Chernobyl Disaster

The Chernobyl disaster was a nuclear accident that occurred on 26 April 1986, at the Chernobyl Nuclear Power Plant in Ukraine (then in the Ukrainian Soviet Socialist Republic, part of the Soviet Union). It is considered the worst nuclear power plant accident in history and is the only level 7 event on the International Nuclear Event Scale.

The disaster occurred on 26 April 1986, at reactor number four at the Chernobyl plant, near the town of Pripyat (which had been built as home for the power plant workers) in the Ukrainian Soviet Socialist Republic, during a systems test. A sudden power output surge took place, and when an attempt was made for emergency shutdown, a more extreme spike in power output occurred which led to a reactor vessel rupture and a series of explosions. This event exposed the graphite moderator components of the reactor to air and they ignited; the resulting fire sent a plume of radioactive fallout into the atmosphere and over an extensive geographical area, including Pripyat.

 Photo:
The Bridge of Death!
The nearby city of Pripyat was not immediately evacuated after the incident. Only after radiation levels set off alarms at the Forsmark Nuclear Power Plant in Sweden over one thousand miles from the Chernobyl Plant did the Soviet Union admit that an accident had occurred. Nevertheless, authorities attempted to conceal the scale of the disaster. For example, in evacuating the city of Pripyat, the following warning message was read on local radio: "An accident has occurred at the Chernobyl Nuclear Power Plant. One of the atomic reactors has been damaged. Aid will be given to those affected and a committee of government inquiry has been set up." This message gave the false impression that any damage or radiation was localized.

The evacuation began at 2 p.m. on 27 April. To speed up the evacuation, the residents were told to bring only what was necessary since the authorities said it would only be temporary and would last approximately three days. An exclusion zone of 30 km (19 mi) remains in place today. After the disaster, four square kilometers of pine forest in the immediate vicinity of the reactor turned reddish-brown and died, earning the name of the "Red Forest". Some animals in the worst-hit areas also died or stopped reproducing. Most domestic animals were evacuated from the exclusion zone, but horses left on an island in the Pripyat River 6 km (4 mi) from the power plant died when their thyroid glands were destroyed by radiation doses of 150–200 Sv. Some cattle on the same island died and those that survived were stunted because of thyroid damage. The next generation appeared to be normal.
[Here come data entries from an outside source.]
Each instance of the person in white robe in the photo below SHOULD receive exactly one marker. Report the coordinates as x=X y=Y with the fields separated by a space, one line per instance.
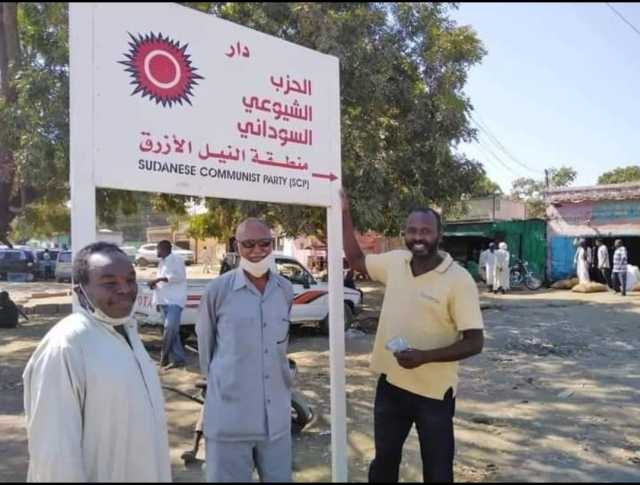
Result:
x=501 y=273
x=92 y=397
x=581 y=262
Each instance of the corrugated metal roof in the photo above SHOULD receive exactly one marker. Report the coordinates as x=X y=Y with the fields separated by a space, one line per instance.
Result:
x=627 y=191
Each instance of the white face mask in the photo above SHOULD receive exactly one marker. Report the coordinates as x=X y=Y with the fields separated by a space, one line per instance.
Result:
x=261 y=267
x=102 y=316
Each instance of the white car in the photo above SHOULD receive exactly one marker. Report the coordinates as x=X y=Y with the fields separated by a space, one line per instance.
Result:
x=147 y=255
x=310 y=305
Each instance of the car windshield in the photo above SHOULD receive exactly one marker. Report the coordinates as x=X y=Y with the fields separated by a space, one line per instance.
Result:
x=13 y=255
x=293 y=271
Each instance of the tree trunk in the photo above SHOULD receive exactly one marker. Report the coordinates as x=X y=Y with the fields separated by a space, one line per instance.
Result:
x=9 y=58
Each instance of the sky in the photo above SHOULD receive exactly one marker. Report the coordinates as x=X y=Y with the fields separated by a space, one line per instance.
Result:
x=560 y=85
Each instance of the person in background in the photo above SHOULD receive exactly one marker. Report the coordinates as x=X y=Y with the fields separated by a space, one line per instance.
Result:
x=207 y=261
x=604 y=265
x=432 y=303
x=620 y=263
x=243 y=334
x=9 y=311
x=170 y=294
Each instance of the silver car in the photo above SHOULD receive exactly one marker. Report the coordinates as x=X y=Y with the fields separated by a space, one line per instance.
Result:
x=148 y=255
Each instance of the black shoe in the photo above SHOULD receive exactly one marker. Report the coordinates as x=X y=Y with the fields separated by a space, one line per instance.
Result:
x=175 y=365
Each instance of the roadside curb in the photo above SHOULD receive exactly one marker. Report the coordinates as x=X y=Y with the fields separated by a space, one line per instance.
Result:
x=48 y=309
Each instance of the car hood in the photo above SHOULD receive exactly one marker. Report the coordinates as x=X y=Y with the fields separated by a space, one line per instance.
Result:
x=321 y=286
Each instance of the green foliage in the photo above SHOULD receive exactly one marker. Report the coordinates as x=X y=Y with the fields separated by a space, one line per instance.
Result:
x=620 y=175
x=403 y=69
x=41 y=219
x=531 y=191
x=484 y=186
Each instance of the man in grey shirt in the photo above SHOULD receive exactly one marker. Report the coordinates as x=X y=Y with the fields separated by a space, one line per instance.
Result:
x=243 y=332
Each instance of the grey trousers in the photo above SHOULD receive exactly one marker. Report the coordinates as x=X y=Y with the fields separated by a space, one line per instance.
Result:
x=229 y=461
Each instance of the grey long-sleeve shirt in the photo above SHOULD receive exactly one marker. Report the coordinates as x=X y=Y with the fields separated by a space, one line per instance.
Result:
x=242 y=342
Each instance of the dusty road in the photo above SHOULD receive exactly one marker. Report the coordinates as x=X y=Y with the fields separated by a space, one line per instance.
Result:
x=555 y=396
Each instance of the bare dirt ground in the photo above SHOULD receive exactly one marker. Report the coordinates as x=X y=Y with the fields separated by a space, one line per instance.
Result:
x=555 y=396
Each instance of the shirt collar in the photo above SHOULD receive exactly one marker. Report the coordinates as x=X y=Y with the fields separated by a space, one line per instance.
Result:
x=240 y=280
x=442 y=268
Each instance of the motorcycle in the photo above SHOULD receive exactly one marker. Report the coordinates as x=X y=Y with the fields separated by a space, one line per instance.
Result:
x=301 y=412
x=520 y=273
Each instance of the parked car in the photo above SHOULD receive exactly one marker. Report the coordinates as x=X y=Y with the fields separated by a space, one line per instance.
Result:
x=131 y=252
x=17 y=261
x=310 y=304
x=148 y=255
x=64 y=266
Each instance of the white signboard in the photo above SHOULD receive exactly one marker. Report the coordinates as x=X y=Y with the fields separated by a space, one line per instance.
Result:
x=188 y=103
x=167 y=99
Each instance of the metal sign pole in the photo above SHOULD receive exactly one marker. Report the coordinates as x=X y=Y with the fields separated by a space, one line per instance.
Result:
x=83 y=190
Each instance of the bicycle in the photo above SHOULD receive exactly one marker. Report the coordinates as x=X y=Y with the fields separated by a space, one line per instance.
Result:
x=520 y=274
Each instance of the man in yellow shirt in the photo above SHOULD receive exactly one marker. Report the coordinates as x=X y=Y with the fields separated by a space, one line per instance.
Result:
x=432 y=304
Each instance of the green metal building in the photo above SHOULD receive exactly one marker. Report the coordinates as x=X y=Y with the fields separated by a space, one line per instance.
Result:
x=527 y=240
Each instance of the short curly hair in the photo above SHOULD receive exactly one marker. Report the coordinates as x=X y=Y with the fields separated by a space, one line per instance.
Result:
x=81 y=261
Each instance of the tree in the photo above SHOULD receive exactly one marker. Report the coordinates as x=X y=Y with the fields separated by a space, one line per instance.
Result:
x=485 y=186
x=531 y=191
x=403 y=70
x=620 y=175
x=34 y=124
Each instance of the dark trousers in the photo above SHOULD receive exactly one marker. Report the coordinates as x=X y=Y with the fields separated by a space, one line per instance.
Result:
x=395 y=411
x=620 y=282
x=604 y=273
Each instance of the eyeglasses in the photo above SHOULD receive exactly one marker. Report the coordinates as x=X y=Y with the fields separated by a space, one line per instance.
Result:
x=251 y=243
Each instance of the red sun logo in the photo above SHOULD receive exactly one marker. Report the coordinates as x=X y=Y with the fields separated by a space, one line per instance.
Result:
x=160 y=69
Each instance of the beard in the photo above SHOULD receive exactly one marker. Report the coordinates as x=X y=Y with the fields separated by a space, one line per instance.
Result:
x=422 y=248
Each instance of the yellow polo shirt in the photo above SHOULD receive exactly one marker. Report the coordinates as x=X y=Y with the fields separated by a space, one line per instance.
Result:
x=430 y=311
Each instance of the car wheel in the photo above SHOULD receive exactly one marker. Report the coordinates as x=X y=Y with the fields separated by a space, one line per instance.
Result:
x=348 y=320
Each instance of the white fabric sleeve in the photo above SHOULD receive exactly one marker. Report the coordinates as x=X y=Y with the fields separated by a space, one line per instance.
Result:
x=175 y=271
x=54 y=387
x=206 y=324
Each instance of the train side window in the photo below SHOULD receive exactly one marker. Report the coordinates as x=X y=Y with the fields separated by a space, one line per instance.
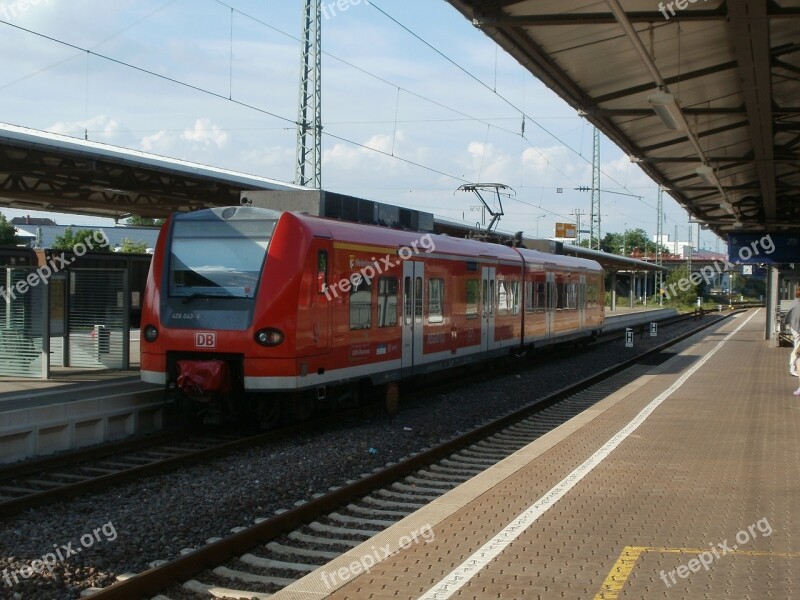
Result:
x=361 y=305
x=541 y=297
x=435 y=300
x=572 y=296
x=472 y=293
x=408 y=300
x=591 y=295
x=387 y=301
x=503 y=297
x=322 y=271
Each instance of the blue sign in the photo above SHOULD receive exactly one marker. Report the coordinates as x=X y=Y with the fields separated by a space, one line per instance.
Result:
x=755 y=248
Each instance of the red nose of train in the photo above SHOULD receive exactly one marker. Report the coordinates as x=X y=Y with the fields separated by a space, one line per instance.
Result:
x=203 y=380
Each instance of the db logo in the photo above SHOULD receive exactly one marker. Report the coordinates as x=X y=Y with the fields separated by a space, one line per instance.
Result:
x=205 y=339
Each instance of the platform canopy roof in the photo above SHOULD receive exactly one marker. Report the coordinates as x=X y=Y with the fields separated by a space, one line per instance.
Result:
x=51 y=172
x=704 y=95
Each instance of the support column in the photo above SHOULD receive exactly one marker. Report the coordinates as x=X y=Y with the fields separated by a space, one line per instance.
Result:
x=772 y=302
x=613 y=291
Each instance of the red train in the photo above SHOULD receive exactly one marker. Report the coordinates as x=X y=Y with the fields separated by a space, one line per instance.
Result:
x=293 y=309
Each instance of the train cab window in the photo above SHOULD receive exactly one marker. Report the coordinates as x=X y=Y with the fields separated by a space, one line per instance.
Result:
x=435 y=300
x=361 y=304
x=387 y=301
x=322 y=271
x=472 y=293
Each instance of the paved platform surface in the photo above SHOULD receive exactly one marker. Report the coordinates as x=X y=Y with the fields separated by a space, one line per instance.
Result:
x=684 y=483
x=67 y=386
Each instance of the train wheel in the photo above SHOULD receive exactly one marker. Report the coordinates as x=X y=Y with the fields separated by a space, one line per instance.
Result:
x=391 y=400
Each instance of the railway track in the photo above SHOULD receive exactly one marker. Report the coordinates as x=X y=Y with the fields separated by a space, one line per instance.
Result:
x=273 y=553
x=53 y=479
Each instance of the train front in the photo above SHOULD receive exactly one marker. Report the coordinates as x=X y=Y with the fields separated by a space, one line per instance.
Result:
x=200 y=302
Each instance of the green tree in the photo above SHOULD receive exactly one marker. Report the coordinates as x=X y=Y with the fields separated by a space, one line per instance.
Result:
x=8 y=233
x=70 y=239
x=131 y=247
x=137 y=221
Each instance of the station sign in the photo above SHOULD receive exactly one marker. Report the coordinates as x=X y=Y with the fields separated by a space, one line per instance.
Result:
x=771 y=248
x=565 y=230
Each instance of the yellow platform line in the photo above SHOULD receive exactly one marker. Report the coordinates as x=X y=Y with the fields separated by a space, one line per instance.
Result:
x=619 y=573
x=630 y=554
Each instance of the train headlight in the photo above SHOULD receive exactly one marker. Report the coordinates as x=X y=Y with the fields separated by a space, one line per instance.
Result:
x=269 y=336
x=150 y=333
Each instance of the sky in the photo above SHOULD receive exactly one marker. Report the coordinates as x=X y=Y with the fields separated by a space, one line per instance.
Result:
x=415 y=102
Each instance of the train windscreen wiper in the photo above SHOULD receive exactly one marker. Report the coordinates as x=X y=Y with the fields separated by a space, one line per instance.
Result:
x=188 y=299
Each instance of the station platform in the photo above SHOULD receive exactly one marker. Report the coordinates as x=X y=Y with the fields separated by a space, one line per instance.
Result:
x=75 y=409
x=682 y=484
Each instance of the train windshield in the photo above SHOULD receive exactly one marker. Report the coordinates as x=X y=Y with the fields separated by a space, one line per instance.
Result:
x=213 y=258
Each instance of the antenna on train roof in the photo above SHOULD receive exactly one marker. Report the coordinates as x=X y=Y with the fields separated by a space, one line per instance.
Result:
x=499 y=189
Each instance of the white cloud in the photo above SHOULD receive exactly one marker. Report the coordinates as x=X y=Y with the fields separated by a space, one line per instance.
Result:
x=97 y=128
x=159 y=142
x=206 y=134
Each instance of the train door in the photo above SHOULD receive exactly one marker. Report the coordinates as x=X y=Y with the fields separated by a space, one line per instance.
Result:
x=488 y=276
x=321 y=305
x=550 y=311
x=582 y=301
x=413 y=281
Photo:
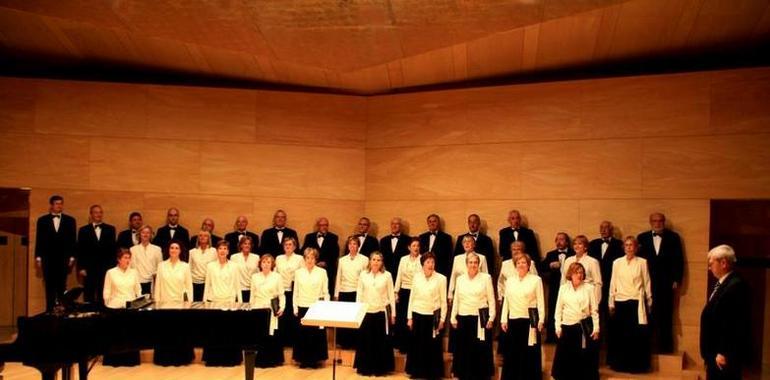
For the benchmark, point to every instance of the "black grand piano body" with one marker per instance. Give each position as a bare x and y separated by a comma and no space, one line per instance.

A robot sent into the reactor itself has returned with samples of black, melanin-rich radiotrophic fungi that are growing on the reactor's walls.

The plume drifted over large parts of the western Soviet Union, Eastern Europe, Western Europe, and Northern Europe. Large areas in Ukraine, Belarus, and Russia had to be evacuated, with over 336,000 people resettled. According to official post-Soviet data, about 60% of the fallout landed in Belarus.

Four hundred times more radioactive material was released during this disaster than had been by the atomic bombing of Hiroshima. Despite the accident, Ukraine continued to operate the remaining reactors at Chernobyl for many years. The last reactor at the site was closed down in 2000, 14 years after the accident.